From mboxrd@z Thu Jan  1 00:00:00 1970
Return-Path: <benh@kernel.crashing.org>
Subject: Re: performance: memcpy vs. __copy_tofrom_user
From: Benjamin Herrenschmidt <benh@kernel.crashing.org>
To: Matt Sealey <matt@genesi-usa.com>
In-Reply-To: <48F15B7D.3060608@genesi-usa.com>
References: <48ECC611.3030309@mikroswiat.pl>
	<20081008154212.GA21723@secretlab.ca>
	<18669.28058.495259.72182@cargo.ozlabs.ibm.com>
	<48EDD905.6070609@mikroswiat.pl>
	<18669.58803.48011.686743@cargo.ozlabs.ibm.com>
	<48EE2553.30903@genesi-usa.com> <1223764226.8157.182.camel@pasglop>
	<48F15B7D.3060608@genesi-usa.com>
Content-Type: text/plain
Date: Sun, 12 Oct 2008 15:05:37 +1100
Message-Id: <1223784337.8157.193.camel@pasglop>
Mime-Version: 1.0
Cc: linuxppc-dev@ozlabs.org, Dominik Bozek <domino@mikroswiat.pl>,
	Paul Mackerras <paulus@samba.org>, linuxppc-embedded@ozlabs.org
Reply-To: benh@kernel.crashing.org
List-Id: Linux on PowerPC Developers Mail List <linuxppc-dev.ozlabs.org>
List-Unsubscribe: <https://ozlabs.org/mailman/options/linuxppc-dev>,
	<mailto:linuxppc-dev-request@ozlabs.org?subject=unsubscribe>
List-Archive: <http://ozlabs.org/pipermail/linuxppc-dev>
List-Post: <mailto:linuxppc-dev@ozlabs.org>
List-Help: <mailto:linuxppc-dev-request@ozlabs.org?subject=help>
List-Subscribe: <https://ozlabs.org/mailman/listinfo/linuxppc-dev>,
	<mailto:linuxppc-dev-request@ozlabs.org?subject=subscribe>


> Would the examples (page copy, page clear) be an okay place to do it?
> These sections can't be preempted anyway (right?), and it's noted that
> doing it with AltiVec is a tad faster than using MMU tricks or standard
> copies?

I think typically page copying and clearing -are- preemptible.
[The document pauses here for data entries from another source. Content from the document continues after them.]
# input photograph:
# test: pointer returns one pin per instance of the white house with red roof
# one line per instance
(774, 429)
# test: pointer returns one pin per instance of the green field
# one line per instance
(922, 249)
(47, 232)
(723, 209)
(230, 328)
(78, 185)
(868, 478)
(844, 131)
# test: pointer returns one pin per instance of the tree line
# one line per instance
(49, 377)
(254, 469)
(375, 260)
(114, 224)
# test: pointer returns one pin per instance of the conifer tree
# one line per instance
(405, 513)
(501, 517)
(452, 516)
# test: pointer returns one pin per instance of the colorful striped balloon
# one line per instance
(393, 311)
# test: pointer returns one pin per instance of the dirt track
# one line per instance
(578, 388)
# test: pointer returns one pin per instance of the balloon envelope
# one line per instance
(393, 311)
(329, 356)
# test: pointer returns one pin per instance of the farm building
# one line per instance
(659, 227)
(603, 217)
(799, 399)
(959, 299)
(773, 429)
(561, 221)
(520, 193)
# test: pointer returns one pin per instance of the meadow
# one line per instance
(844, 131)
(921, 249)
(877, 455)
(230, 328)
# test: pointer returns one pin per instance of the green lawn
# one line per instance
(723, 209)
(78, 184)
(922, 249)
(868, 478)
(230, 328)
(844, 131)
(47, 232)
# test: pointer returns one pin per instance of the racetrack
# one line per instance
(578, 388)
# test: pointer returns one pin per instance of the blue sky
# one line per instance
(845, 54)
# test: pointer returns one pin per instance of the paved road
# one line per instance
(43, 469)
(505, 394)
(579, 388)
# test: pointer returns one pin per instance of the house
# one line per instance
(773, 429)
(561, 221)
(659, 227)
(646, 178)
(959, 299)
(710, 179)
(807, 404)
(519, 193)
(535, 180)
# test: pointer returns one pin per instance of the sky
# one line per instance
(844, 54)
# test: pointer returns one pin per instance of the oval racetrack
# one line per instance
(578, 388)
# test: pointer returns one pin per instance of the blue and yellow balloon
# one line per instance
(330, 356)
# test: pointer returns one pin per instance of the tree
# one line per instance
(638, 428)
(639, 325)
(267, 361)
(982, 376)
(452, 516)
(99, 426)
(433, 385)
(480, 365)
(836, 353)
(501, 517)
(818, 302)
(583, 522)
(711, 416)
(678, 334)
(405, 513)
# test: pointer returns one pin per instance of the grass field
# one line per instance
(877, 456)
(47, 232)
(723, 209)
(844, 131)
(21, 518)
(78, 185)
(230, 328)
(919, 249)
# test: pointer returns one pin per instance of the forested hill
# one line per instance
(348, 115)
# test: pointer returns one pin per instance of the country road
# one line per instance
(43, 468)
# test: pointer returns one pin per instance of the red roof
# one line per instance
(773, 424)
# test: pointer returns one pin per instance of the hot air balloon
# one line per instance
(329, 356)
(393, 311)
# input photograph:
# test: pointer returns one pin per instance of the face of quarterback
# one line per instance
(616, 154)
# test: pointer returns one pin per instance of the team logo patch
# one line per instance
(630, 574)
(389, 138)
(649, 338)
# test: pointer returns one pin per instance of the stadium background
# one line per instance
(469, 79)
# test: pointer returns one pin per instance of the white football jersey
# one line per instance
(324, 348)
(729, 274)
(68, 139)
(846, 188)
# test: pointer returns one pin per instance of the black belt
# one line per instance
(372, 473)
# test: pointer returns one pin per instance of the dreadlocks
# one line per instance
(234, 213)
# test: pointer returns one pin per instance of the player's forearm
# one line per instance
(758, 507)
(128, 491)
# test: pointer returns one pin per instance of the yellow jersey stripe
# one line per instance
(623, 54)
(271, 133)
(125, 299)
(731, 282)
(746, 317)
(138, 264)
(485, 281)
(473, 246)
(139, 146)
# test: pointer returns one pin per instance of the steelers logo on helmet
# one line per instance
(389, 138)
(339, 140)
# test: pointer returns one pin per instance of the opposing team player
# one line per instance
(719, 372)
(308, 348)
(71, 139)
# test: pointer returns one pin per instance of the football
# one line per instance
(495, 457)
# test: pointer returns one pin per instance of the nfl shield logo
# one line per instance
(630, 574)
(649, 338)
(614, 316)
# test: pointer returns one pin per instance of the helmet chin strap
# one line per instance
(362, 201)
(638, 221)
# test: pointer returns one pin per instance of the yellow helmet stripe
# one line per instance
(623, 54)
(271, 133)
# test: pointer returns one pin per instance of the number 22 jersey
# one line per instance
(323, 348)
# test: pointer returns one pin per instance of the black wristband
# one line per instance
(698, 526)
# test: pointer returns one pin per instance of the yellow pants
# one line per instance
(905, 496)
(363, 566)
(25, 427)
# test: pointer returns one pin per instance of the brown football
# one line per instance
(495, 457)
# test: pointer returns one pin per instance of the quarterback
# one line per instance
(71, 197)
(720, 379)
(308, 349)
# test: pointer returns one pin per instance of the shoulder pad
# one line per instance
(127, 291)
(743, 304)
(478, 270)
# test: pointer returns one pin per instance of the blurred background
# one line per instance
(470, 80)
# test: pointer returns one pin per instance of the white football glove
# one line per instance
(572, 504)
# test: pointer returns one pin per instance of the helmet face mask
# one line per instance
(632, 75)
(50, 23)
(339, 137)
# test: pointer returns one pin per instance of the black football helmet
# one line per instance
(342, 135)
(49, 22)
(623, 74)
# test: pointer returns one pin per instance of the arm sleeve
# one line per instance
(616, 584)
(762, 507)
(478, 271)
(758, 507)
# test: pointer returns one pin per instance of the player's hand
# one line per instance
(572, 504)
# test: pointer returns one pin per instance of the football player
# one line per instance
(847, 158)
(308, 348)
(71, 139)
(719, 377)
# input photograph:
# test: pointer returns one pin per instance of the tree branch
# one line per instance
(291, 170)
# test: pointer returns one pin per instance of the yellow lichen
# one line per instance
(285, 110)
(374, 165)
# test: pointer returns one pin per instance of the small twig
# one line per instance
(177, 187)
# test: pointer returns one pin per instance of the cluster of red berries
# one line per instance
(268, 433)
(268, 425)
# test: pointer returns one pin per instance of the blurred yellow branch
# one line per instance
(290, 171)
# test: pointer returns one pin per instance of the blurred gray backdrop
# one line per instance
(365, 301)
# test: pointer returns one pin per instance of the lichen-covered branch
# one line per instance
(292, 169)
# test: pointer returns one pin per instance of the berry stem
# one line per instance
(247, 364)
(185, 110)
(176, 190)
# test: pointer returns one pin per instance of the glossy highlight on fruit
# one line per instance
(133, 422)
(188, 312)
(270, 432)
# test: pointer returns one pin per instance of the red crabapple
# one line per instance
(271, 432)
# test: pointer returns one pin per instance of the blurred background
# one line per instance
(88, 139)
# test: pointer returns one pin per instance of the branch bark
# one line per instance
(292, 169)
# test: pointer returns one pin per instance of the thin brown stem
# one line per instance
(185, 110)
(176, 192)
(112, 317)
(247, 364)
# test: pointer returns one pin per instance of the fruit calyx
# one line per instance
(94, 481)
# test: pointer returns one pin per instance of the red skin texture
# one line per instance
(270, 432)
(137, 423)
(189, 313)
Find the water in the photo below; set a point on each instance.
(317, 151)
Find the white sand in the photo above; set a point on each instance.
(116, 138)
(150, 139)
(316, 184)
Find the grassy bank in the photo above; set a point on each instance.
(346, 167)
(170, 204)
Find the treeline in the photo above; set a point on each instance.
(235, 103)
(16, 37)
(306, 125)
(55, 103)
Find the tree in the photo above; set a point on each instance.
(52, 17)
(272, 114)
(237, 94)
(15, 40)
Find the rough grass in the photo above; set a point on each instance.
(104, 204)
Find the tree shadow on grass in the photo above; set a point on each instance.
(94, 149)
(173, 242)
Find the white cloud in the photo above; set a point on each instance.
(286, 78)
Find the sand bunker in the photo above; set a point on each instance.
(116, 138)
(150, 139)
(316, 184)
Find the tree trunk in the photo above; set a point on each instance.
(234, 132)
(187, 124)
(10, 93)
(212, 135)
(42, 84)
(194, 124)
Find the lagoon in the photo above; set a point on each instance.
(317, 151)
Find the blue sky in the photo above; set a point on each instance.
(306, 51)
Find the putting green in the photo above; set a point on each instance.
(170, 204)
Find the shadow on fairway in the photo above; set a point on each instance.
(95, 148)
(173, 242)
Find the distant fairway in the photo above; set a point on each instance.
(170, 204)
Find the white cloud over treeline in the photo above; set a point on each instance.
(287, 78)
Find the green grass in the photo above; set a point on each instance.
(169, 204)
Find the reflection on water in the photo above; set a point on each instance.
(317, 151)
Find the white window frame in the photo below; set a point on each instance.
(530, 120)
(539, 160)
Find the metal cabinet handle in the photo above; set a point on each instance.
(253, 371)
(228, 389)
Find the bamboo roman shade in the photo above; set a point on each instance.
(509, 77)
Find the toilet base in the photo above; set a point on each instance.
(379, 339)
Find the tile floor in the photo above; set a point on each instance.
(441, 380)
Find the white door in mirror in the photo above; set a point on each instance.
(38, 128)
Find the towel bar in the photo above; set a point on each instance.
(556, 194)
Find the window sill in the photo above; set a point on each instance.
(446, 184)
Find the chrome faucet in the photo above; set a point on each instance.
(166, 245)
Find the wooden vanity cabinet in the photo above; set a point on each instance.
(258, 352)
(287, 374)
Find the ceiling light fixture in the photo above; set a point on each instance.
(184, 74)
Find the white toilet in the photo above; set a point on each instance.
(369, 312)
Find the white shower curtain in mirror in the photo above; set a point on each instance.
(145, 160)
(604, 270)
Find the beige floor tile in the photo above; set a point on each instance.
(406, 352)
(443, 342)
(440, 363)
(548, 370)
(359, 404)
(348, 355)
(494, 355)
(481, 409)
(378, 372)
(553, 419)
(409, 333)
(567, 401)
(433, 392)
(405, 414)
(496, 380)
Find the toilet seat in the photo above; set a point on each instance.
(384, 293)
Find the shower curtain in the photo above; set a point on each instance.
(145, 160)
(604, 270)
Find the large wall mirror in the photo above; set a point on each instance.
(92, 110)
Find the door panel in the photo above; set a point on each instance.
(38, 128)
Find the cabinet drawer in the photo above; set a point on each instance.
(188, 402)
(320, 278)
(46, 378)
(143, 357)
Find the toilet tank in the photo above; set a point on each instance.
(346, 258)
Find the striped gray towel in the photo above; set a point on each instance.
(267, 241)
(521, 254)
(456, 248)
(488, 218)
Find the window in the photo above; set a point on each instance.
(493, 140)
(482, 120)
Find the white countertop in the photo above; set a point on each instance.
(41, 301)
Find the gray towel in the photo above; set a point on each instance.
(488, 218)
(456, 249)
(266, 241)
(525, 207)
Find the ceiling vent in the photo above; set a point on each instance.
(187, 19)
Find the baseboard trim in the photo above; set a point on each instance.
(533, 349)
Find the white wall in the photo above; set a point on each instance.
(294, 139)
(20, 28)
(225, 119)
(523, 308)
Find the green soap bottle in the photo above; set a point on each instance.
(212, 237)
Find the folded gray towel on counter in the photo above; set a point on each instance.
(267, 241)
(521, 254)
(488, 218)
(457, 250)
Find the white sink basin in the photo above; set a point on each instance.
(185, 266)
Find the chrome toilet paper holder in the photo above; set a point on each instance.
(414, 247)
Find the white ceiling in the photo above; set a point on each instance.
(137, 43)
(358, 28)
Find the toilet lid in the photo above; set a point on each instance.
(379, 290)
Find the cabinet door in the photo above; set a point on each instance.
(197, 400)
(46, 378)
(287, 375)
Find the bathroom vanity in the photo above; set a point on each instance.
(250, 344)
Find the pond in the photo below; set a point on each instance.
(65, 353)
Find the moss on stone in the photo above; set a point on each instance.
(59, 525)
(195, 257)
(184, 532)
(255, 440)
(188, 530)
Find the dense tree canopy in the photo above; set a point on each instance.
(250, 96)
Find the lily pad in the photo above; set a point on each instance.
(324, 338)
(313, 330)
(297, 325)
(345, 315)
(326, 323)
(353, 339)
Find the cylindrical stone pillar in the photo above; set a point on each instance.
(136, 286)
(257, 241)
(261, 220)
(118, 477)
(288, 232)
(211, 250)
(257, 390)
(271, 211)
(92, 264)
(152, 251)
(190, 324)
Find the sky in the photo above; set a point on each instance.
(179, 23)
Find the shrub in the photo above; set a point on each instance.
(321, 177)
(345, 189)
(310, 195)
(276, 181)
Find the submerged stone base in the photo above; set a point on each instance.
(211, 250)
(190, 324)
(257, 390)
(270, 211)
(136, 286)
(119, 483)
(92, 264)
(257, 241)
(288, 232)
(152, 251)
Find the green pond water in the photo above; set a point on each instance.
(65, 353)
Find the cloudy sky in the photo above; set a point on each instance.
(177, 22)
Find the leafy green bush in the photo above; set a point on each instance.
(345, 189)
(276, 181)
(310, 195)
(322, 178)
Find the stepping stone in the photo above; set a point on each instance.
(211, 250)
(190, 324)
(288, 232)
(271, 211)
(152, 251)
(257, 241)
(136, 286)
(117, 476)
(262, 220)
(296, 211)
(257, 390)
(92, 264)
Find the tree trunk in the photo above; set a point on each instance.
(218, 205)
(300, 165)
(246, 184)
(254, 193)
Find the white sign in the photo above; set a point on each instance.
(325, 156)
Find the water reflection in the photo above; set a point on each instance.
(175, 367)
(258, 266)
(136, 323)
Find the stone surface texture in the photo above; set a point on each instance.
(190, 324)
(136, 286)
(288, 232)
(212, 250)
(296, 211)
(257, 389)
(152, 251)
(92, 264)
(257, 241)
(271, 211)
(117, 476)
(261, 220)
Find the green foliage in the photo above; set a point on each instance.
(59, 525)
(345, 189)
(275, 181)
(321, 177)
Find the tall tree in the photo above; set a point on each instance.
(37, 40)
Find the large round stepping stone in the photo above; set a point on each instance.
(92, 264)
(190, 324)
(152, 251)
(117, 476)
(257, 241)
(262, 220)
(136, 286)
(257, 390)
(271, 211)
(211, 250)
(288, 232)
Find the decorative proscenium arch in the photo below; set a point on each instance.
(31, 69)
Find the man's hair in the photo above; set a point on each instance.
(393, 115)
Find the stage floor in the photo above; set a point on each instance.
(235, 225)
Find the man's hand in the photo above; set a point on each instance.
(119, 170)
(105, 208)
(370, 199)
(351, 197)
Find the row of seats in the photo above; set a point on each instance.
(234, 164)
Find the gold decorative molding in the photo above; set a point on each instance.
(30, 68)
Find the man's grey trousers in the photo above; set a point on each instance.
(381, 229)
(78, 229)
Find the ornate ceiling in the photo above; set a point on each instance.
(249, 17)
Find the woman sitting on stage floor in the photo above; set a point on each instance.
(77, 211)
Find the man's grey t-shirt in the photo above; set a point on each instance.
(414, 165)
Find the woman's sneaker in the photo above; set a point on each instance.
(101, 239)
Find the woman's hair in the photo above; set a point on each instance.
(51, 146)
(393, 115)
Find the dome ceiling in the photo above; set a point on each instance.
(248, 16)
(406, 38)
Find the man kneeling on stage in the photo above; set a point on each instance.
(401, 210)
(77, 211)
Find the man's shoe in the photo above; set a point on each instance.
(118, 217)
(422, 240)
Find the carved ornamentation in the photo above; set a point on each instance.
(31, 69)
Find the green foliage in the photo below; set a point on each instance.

I'm not
sure what you mean by MMU tricks, but it's not clear whether using
altivec will result in any significant performance gain here,
considering the cost of enabling/disabling altivec (added to handling
the preemption issue).

However, nothing prevents you from trying to do it and we'll see what
the results are with hard numbers.

> In Scott's case, while "optimizing memcpy for 48byte blocks" was a joke,
> this is 3 load/stores in AltiVec, which as long as every SKB is 16
> byte aligned (is there any reason why it would not be? :)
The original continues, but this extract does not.